Her poster opens up unpredictable imagery about what bodies can be and what they can do. And it is precisely for this reason that it perturbs those who want to write, in the name of a natural-law truth, a definitive word that deprives us of our freedom to choose how to imagine ourselves and how far to push our desire.

The world we dreamed, in our closed homes, is a world in which nature, freed from conservative and Catholic morality, could take over and wipe out the hate campaigns of the various sentinels, of the traditional-Family people, of the fascists arm in arm with religious fundamentalists, who we faced last year in transfeminist Verona, and who we will be ready to face again wherever they appear.

This work by Silvia, once again, generously stages a wonderful and unexpected body, capable of perturbing; which is what art must do, if it decides not to be pure aesthetics. Art must produce another imagery, while reflecting on how to destroy the symbols of colonialism, patriarchy and the culture of rape. We do not consider her works to be provocations, because although we are pleased that they frighten prudes and moralists, they are not her interlocutors, who instead are a whole world of people, biographies and bodies, which are usually violently expelled from the framework of representability.She breaks the rule that only what whose vision is tolerable can be staged, because it is reassuring and it can be consumed. We also think of all the girls and boys who, without her example, would not have a model to imagine themselves outside the strict and narrow canons of what boys and girls have to do to be good and beautiful.

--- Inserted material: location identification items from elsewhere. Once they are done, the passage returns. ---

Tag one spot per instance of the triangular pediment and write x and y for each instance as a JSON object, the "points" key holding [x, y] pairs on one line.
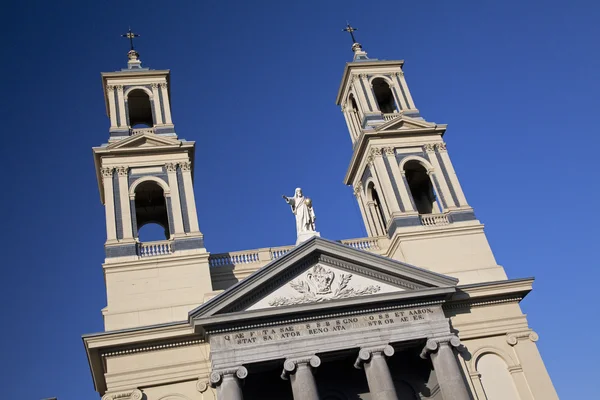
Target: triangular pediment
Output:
{"points": [[321, 272], [144, 140], [403, 122]]}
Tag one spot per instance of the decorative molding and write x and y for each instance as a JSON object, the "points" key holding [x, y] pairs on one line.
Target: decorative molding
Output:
{"points": [[122, 171], [290, 365], [129, 395], [513, 338], [171, 167], [107, 172], [185, 166], [216, 377], [433, 345], [429, 147], [366, 353], [318, 287], [152, 348]]}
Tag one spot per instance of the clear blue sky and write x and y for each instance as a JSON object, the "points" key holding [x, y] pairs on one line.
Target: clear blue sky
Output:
{"points": [[254, 84]]}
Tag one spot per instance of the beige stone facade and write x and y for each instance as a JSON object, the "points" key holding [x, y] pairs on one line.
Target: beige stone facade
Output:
{"points": [[418, 309]]}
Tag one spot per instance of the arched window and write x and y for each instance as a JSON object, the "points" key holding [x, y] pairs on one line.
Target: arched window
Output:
{"points": [[384, 96], [150, 209], [420, 186], [140, 110], [497, 382], [376, 209]]}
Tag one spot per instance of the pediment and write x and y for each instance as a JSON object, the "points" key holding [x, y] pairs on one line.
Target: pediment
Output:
{"points": [[402, 122], [321, 272], [144, 140]]}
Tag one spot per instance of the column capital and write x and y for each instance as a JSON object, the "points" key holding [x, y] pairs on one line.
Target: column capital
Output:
{"points": [[171, 167], [216, 377], [291, 364], [122, 170], [185, 166], [366, 353], [433, 345], [107, 172]]}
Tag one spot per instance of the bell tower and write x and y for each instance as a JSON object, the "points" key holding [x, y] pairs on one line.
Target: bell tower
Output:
{"points": [[145, 176], [402, 175]]}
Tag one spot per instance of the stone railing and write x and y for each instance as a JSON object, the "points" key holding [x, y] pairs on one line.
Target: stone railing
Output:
{"points": [[140, 131], [373, 243], [390, 116], [150, 249], [434, 219]]}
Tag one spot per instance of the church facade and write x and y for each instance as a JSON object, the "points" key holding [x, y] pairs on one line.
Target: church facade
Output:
{"points": [[419, 309]]}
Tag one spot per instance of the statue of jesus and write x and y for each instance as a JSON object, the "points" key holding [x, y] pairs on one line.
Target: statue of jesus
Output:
{"points": [[303, 210]]}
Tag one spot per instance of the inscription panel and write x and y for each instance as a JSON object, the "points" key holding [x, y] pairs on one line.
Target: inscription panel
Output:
{"points": [[392, 319]]}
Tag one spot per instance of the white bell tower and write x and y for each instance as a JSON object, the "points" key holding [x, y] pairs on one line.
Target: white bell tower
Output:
{"points": [[403, 178], [145, 175]]}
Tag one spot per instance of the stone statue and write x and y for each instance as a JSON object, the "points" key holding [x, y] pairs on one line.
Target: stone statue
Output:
{"points": [[304, 212]]}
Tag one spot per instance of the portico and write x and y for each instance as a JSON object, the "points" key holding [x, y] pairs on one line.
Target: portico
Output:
{"points": [[295, 342]]}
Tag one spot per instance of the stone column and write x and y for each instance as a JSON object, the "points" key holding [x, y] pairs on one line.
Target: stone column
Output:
{"points": [[402, 189], [175, 201], [446, 367], [448, 201], [188, 186], [109, 204], [300, 373], [124, 200], [157, 105], [447, 164], [165, 103], [229, 383], [121, 106], [112, 109], [381, 385]]}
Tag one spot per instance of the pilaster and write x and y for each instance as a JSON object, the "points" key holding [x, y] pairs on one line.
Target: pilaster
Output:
{"points": [[124, 200]]}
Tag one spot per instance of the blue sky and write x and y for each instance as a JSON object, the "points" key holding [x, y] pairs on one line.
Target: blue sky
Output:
{"points": [[254, 84]]}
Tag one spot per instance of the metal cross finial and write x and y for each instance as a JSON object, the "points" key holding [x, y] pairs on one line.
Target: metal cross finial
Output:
{"points": [[350, 30], [130, 35]]}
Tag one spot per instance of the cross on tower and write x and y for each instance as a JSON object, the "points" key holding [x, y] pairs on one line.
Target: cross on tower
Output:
{"points": [[130, 35], [350, 30]]}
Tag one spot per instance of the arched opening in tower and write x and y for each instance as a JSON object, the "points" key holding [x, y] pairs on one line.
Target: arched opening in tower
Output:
{"points": [[420, 186], [376, 210], [139, 108], [384, 96], [151, 209]]}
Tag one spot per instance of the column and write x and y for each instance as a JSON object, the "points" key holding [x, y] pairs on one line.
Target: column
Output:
{"points": [[188, 187], [112, 110], [124, 198], [384, 181], [157, 105], [447, 370], [446, 163], [175, 201], [300, 373], [229, 383], [369, 89], [109, 204], [402, 189], [381, 385], [359, 199], [165, 103], [121, 105], [448, 201]]}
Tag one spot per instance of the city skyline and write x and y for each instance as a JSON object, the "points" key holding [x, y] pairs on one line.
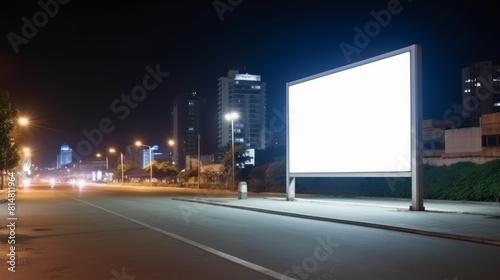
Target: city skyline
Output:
{"points": [[83, 72]]}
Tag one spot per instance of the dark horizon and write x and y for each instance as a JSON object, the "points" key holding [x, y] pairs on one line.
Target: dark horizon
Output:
{"points": [[73, 72]]}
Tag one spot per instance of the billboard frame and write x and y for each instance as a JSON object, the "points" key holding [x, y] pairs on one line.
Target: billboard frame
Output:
{"points": [[416, 129]]}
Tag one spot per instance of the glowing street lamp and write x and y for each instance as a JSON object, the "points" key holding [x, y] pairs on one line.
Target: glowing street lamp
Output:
{"points": [[112, 150], [138, 143], [232, 117], [23, 121]]}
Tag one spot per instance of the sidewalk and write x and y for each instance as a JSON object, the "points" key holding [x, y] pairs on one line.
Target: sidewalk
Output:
{"points": [[467, 221]]}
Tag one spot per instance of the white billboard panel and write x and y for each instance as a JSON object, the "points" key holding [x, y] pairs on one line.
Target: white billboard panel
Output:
{"points": [[354, 120]]}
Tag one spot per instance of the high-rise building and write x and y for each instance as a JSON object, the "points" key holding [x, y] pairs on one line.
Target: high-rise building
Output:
{"points": [[246, 95], [65, 156], [186, 127], [480, 90]]}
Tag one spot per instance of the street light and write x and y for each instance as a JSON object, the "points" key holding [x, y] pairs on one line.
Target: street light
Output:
{"points": [[138, 143], [112, 150], [23, 121], [232, 117]]}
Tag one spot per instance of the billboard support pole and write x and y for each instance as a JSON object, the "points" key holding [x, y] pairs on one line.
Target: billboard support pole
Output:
{"points": [[417, 179], [290, 189]]}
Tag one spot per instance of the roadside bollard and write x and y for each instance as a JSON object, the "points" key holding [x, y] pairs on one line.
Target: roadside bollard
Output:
{"points": [[242, 190]]}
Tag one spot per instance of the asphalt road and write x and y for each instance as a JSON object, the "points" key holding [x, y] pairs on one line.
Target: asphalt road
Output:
{"points": [[133, 233]]}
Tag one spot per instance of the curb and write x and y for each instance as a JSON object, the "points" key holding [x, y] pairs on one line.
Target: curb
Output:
{"points": [[351, 222]]}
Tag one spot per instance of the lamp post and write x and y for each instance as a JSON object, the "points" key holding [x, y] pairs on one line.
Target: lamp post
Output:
{"points": [[112, 150], [231, 117], [138, 143]]}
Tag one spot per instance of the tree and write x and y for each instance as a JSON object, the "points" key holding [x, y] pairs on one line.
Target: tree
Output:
{"points": [[162, 169], [9, 150]]}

Her body is hers and belongs to her, but for us it cannot be a place of battle for speculation, because it is already a political body that has given shape to everything we tend to, but which we had not yet been able to imagine, it allows us to write other futures of representation, and more generally, envision the world we want.

 

*** “ The Fight is COOL” where cool in English, can be translated in italian as fica, meaning pussy; in italian it has a positive meaning: it’s a HOT/HIP thing.